柯孟朝:“就來盤燃面吧,你以前做過的,再來碗面湯消食。”
吃完早飯,華真行收拾了一番東西,給曼曼打了個電話通知一聲,又給雷大金打了個電話叫他派人來照看雜貨鋪,便跟著柯夫子出發了。
最近楊老頭和華真行都經常不在,但是雜貨鋪并沒有關門,甚至連丹房中的九轉紫金爐大陣也一直在運轉,也不知楊老頭是怎么做到的。

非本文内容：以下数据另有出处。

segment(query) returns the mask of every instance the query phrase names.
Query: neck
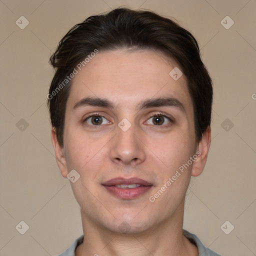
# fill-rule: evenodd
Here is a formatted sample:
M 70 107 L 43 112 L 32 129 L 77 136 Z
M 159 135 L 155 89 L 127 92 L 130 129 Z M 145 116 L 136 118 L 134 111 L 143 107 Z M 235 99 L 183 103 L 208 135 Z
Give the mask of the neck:
M 128 234 L 100 226 L 81 212 L 84 238 L 77 248 L 76 256 L 198 256 L 196 246 L 182 234 L 182 206 L 171 220 L 139 234 Z

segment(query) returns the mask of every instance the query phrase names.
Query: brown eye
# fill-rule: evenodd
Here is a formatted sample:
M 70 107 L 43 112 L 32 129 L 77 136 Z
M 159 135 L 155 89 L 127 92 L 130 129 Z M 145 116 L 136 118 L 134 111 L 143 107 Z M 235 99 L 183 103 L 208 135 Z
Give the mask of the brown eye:
M 101 116 L 92 116 L 92 124 L 94 126 L 98 126 L 102 124 L 102 118 Z
M 84 122 L 90 126 L 100 126 L 110 124 L 110 122 L 105 118 L 98 115 L 88 116 Z
M 160 126 L 164 124 L 164 118 L 162 116 L 156 116 L 153 117 L 152 121 L 154 124 Z
M 172 122 L 170 118 L 162 114 L 155 114 L 146 121 L 148 124 L 152 126 L 165 126 Z

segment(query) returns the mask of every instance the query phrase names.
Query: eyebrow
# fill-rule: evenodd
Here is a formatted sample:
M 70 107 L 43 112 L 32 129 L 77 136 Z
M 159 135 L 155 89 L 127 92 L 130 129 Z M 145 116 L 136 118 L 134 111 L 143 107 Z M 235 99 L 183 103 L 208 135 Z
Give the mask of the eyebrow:
M 88 106 L 100 106 L 107 108 L 114 108 L 114 104 L 108 100 L 98 97 L 86 97 L 82 98 L 75 104 L 74 110 Z M 147 99 L 140 102 L 138 106 L 139 110 L 150 108 L 158 106 L 174 106 L 180 108 L 182 112 L 185 112 L 183 104 L 178 99 L 172 97 L 161 97 Z

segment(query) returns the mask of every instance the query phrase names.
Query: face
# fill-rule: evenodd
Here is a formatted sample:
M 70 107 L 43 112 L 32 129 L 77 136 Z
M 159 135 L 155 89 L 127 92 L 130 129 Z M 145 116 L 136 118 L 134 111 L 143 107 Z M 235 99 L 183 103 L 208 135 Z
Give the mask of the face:
M 175 67 L 151 50 L 100 52 L 73 78 L 63 148 L 54 130 L 52 142 L 62 176 L 80 176 L 71 184 L 86 222 L 136 234 L 182 218 L 210 132 L 196 142 L 186 78 L 169 74 Z

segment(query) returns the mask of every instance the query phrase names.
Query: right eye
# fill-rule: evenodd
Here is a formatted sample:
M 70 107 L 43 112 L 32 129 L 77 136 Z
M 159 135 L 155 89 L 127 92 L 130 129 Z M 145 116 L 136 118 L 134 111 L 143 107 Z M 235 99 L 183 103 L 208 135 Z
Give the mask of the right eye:
M 86 118 L 84 121 L 88 124 L 92 126 L 100 126 L 100 124 L 108 124 L 110 122 L 102 116 L 92 115 Z

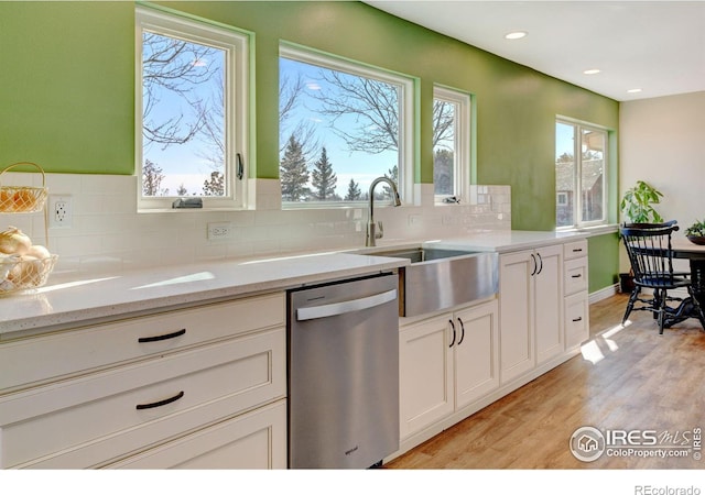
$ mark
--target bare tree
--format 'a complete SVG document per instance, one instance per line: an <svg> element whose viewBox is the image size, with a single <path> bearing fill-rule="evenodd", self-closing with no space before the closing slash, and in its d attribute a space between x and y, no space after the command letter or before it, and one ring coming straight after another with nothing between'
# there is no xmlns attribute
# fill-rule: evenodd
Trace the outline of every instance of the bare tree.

每次需要出門的時候,假如曼曼有空就托她看著雜貨鋪,假如曼曼也沒有空,華真行照例都是把雜貨鋪交給雷大金照看,丹房以及樓上不要去,只照看店面和生意就行。
雷大金平日的工作也很多,所以經常是派人來“值班”。能被派到雜貨鋪值班的人,那都是值得信任的核心骨干,來這里值班甚至是一種被重視的象征,在每個崗位上提拔得都很快。
小的時候,華真行經常跟著楊老頭出門,還去了很遠的荒野中,跟墨大爺也出過幾趟遠門,但他還是第一次跟著柯夫子單獨出去。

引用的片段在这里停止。